For explainability, the authors apply Grad‑CAM exclusively to the structural stream. By avoiding the noisy detail stream, the resulting heatmaps highlight anatomically meaningful regions such as gallbladder wall contours, stone locations, and lesion boundaries, thereby increasing clinician trust.

Experimental evaluation uses a curated dataset of 10,692 expert‑annotated US images collected at the Indian Institute of Technology Delhi, covering nine disease classes. Five‑fold cross‑validation reports an overall accuracy of 98.74 % and an average F1‑score of 0.98. Inference time averages 14 ms per image on a modest GPU, satisfying real‑time requirements. Ablation studies demonstrate that (1) removing the wavelet decomposition drops accuracy by 4.4 %, (2) merging the two streams into a single encoder reduces performance by 2.7 %, and (3) disabling adaptive inference increases FLOPs by ~30 % with negligible accuracy change. These results confirm that each design element contributes meaningfully to the final system.

The paper acknowledges limitations: the fixed wavelet basis may not generalize across all US devices or acquisition settings, and the model has not been tested on rare or atypical gallbladder pathologies beyond the nine categories.

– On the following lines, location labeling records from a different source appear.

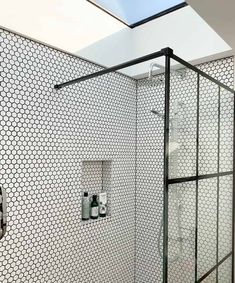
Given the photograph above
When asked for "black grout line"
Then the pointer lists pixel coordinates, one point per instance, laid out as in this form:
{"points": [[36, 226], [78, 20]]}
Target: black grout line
{"points": [[218, 187]]}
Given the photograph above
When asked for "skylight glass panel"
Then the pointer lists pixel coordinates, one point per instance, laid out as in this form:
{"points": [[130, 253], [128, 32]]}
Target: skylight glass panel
{"points": [[132, 12]]}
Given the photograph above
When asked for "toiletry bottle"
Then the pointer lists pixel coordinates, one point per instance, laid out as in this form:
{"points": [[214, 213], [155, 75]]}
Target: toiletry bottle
{"points": [[94, 207], [103, 204], [85, 207]]}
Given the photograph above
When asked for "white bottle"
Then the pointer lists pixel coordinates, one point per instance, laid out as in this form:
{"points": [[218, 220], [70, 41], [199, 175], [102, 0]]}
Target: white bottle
{"points": [[85, 207], [103, 204]]}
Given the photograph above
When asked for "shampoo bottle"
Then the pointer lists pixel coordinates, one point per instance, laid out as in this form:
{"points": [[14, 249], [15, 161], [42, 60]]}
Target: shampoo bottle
{"points": [[85, 207], [94, 207]]}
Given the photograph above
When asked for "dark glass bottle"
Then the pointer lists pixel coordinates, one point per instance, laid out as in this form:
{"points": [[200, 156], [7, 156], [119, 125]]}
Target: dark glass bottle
{"points": [[94, 207]]}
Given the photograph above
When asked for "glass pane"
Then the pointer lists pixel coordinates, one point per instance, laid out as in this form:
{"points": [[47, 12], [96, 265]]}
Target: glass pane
{"points": [[182, 213], [225, 271], [207, 225], [208, 127], [133, 11], [210, 278], [225, 215], [183, 124], [226, 130]]}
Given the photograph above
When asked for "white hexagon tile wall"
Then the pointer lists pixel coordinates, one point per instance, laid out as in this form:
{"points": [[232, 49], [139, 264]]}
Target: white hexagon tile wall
{"points": [[47, 135]]}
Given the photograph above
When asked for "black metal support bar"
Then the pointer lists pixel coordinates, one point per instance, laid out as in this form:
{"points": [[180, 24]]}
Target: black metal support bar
{"points": [[197, 173], [168, 52], [195, 69], [113, 69], [214, 268], [233, 203], [200, 177], [218, 188]]}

Future work is proposed to incorporate learnable multi‑scale filters, transformer‑based global context modules, and multi‑center domain adaptation to broaden applicability.

In summary, CortiNet demonstrates that embedding domain‑specific physics and human‑inspired perceptual processing into a compact dual‑stream network can deliver state‑of‑the‑art diagnostic accuracy, computational efficiency, and clinically relevant explainability for gallbladder disease detection from ultrasound images.